It turns out every other kid in Paolo's class knows what a woman walking around toting an enormous belly means. Each time I enter the classroom, another ankle-biter runs up and asks if I have a baby in my belly, if I'm going to have a baby, or why my belly is so fat. I should really work on an answer to that last puzzler that's better than, "Because it is" or "Well, your belly isn't so small," both of which are things I have actually said. If I could be sure that Paolo knew the current location of his brother, I'd respond like I had two brain cells to rub together, but I don't think he knows.

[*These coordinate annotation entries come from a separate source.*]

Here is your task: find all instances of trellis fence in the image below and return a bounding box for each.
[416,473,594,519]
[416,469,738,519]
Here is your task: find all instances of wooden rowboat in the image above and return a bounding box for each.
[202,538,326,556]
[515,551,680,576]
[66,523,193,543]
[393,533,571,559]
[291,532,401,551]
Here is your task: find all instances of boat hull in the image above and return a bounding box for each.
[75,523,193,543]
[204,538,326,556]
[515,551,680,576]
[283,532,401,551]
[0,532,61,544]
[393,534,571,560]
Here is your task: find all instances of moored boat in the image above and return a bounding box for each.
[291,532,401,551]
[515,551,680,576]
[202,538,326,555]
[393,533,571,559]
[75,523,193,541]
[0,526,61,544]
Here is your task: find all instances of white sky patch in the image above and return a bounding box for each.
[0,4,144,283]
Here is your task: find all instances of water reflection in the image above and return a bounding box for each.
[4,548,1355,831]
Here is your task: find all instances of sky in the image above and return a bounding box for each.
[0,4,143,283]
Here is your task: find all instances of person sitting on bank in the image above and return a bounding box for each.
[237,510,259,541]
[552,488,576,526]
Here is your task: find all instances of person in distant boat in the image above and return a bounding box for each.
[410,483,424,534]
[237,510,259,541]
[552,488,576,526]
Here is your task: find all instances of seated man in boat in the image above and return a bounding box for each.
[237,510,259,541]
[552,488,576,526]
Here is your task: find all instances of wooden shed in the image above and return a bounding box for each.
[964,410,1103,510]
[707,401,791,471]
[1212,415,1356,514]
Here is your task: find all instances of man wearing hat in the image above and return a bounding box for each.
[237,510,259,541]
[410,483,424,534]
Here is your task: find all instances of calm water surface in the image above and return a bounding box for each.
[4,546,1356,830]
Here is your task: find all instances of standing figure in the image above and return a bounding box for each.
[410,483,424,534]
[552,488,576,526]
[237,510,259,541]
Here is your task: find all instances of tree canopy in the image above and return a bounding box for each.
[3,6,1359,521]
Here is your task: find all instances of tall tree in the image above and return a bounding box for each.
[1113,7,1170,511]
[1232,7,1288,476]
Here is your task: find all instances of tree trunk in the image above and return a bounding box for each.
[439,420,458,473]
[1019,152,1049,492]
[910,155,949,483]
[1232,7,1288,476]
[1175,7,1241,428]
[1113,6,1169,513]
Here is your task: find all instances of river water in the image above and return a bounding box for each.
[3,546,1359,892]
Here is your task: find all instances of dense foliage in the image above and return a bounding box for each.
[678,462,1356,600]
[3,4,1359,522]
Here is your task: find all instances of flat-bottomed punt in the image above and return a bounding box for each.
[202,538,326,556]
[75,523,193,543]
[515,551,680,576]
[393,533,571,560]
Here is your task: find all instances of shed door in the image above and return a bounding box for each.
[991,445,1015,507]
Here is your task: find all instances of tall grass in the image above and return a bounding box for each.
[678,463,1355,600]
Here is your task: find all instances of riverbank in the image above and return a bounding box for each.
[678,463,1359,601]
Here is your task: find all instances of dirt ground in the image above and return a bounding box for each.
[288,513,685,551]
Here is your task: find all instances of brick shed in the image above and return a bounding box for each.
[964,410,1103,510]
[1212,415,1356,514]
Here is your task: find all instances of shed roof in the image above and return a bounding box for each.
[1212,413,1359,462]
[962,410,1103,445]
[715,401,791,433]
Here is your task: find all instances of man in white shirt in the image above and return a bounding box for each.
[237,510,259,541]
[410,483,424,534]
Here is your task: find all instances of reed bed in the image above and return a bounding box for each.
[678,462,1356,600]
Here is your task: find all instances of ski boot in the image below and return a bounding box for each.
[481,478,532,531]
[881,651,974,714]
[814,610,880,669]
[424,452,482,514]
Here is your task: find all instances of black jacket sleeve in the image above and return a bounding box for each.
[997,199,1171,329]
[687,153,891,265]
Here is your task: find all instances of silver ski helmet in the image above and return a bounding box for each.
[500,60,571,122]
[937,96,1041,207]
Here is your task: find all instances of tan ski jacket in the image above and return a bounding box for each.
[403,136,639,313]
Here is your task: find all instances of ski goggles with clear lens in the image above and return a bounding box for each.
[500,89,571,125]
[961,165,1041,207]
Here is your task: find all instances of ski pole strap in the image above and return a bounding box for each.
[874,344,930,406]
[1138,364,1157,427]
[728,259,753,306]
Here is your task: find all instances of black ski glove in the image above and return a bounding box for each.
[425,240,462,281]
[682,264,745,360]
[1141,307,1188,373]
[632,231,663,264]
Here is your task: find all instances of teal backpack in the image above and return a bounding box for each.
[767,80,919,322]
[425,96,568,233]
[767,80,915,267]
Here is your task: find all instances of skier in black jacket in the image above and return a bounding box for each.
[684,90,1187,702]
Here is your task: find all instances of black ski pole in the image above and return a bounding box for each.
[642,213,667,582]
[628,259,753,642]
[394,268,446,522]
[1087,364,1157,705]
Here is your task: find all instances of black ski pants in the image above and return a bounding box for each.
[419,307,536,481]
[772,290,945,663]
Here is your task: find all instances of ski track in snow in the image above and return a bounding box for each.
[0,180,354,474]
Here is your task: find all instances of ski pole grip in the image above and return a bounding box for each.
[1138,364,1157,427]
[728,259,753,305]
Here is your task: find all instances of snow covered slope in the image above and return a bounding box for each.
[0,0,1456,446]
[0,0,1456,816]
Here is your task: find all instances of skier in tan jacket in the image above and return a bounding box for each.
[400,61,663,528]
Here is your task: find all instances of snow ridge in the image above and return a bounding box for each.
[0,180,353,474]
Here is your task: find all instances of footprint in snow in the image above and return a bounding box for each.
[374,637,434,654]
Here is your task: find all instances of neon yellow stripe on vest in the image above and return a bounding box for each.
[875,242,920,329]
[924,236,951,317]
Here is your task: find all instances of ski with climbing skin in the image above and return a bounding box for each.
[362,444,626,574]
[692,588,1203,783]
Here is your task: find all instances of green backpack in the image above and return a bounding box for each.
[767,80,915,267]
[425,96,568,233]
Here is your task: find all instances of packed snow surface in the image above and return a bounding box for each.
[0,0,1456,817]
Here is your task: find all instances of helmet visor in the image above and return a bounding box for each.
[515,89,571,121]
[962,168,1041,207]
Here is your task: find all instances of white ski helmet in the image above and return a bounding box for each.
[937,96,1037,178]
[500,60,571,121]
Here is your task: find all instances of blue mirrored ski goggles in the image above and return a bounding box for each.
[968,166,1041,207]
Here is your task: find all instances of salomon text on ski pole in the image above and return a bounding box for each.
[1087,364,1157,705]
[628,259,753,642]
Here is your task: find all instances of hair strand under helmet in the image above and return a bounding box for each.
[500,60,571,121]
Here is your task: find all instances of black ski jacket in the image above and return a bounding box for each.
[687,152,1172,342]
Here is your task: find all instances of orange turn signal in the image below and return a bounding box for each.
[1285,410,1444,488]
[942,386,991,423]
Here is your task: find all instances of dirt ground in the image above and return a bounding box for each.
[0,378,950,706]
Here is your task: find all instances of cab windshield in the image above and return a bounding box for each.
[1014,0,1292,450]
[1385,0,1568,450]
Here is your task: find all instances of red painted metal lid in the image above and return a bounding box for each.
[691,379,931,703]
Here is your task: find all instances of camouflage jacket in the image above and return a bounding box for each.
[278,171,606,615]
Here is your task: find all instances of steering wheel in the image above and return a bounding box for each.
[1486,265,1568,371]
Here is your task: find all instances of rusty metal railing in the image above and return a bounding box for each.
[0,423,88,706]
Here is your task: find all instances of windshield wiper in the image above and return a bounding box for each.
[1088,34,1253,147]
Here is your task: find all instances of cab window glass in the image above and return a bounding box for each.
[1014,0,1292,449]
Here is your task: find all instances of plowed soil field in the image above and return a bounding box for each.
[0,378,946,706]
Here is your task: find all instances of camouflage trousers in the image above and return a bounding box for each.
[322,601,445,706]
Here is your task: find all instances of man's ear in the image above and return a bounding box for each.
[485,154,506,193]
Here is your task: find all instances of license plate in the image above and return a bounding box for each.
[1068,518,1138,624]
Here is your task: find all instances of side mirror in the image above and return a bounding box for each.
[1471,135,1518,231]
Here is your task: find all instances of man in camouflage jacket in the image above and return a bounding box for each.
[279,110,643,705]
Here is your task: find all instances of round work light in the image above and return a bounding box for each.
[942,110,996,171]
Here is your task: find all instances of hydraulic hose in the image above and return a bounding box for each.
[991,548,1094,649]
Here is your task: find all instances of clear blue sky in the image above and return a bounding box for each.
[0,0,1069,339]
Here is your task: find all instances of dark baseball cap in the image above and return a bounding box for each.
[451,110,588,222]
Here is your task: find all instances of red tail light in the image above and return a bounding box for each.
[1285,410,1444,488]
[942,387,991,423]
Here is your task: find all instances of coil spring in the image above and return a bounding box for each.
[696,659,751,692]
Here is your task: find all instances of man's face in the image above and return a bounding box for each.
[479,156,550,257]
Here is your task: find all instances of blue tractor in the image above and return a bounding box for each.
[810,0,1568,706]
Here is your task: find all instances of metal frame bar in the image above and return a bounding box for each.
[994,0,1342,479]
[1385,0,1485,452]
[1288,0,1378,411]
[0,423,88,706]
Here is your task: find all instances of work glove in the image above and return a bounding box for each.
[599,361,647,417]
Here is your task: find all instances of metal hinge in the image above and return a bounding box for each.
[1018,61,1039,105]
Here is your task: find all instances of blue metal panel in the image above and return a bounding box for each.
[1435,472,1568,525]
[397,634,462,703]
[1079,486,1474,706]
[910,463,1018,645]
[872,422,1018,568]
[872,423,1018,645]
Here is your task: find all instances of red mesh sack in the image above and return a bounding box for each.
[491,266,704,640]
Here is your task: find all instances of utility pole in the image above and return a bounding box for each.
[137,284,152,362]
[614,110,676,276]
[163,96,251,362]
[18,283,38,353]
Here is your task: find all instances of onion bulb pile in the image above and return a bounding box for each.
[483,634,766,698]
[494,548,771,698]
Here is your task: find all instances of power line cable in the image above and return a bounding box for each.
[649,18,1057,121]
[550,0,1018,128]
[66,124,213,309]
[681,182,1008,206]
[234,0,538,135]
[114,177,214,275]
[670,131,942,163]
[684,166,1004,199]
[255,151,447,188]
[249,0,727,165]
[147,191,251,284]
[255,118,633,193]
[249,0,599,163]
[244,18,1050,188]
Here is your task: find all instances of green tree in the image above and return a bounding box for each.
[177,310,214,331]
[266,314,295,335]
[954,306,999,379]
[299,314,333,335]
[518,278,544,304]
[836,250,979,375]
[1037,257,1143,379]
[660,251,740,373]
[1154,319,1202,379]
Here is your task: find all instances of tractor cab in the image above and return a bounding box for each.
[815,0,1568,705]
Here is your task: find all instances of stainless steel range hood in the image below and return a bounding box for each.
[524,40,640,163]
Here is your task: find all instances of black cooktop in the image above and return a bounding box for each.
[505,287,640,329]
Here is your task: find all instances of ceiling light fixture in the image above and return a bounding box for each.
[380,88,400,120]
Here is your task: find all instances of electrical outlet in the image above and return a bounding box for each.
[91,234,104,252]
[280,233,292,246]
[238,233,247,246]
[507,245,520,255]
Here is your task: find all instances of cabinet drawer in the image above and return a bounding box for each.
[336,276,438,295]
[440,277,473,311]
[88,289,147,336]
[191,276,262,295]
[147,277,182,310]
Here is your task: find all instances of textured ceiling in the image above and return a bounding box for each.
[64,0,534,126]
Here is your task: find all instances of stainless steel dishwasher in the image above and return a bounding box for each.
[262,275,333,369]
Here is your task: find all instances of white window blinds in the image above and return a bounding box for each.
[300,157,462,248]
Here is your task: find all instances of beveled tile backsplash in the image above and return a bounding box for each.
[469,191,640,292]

As I've mentioned before, we decided not to bring it up unless he asks.
This morning I was fending off another probing question when Paolo hooked one arm around my leg and put his other hand protectively on my stomach and steered me away from the interrogation. It reminded me of the phase he went through at three when, if another child approached me, he would jump between us, arms out to ward off the interloper, and shout, "MY Mama," as if I were his greatest possession. On the other hand, he may have just felt bad for me because his friends keep calling me fat. Whether or not he has a clue what's inside, Paolo loves my belly. He likes to pat it, lay his head on it, or - my favorite - grab me around the legs and look up at me from beneath so only his eyes and the top of his head are visible. Cracks me up every time.
Paolo has picked up on the whole pampered pregnant thing, too. Last night he asked me if I wanted a glass of milk, and I said I did. (I drink about a cow and a half a week.) He instantly called out, "Daddy, you gotta get Mama some milk." That's how it works these days: I have two boys attentive to my comfort and every need. It's overwhelming, slightly embarrassing, and lovely. It's also temporary, so SOMEBODY FETCH ME SOME LEMONADE AND RUB MY FEET.